“I would tell aspiring writers to observe. They already know it’s vital to read and write whenever possible, but often people forget to watch what is going on every day in their surroundings. That is where your ideas come from. Keep one eye on your computer screen and your other eye on the world around you.” Eoin Colfer
Being a writer shapes the way you see the world. It focuses your attention and knowing. Writing adds to a deep aliveness as you’re attuned to the dailiness of things. If you’re a person who mostly lives inside your head or are always peering at a screen; who misses the changing seasons and mooncasts and sand dollars as you wander your world, how will you be able to create whole worlds from tiny marks on a page? If you don’t hear birdsong, echoes, silences, or notice hues or how the thick summer air smells of a coming storm or brine or clover, how will you engage your readers’ senses? I cannot say it often enough: the most powerful tool in your writer’s arsenal is deliberate, purposeful awareness. Taking in each day moment by moment. Noticing the large and small, open to all this brimming and thunderous world offers. Then allow for keenly-felt emotions matched to your noticing and remake the world.

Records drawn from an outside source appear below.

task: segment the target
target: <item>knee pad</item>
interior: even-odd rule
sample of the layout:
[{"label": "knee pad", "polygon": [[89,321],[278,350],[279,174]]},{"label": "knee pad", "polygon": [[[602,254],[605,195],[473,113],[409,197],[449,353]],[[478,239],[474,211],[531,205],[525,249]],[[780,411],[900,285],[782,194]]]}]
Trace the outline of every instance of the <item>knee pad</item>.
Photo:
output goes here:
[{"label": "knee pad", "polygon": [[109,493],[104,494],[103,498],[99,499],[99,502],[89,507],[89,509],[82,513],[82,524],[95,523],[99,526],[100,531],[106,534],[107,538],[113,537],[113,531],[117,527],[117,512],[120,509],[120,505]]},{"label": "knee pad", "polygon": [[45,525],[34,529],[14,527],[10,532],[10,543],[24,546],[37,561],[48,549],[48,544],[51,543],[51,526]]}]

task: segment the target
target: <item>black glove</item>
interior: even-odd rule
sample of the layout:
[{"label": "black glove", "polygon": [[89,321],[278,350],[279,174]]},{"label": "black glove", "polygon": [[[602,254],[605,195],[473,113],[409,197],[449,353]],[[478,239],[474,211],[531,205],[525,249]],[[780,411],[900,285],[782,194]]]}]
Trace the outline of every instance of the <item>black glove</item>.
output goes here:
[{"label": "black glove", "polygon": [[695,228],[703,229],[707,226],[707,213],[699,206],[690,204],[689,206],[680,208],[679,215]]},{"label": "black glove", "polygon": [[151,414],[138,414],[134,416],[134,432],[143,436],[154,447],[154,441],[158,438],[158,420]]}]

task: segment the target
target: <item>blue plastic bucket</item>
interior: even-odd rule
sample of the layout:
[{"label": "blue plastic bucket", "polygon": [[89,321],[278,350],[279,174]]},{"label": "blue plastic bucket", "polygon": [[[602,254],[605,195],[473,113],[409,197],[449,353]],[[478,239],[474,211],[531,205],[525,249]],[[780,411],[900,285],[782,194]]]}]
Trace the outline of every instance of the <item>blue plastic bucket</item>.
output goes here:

Try this: Notice sensory details when you encounter thresholds. When you step outdoors for the first time in the morning pause for a moment and take it all in. What does the air feel like against your face? What do you smell? What color is most prominent? How would you describe the sky? Practice this when you step into a shopping mall or grocery store, church or preschool. Are the children’s voices piercing? Joyful? Are art projects decorating the halls? At night step outside just to feel and see what’s out there. Stars? Quiet? Sirens? What phase is the moon in?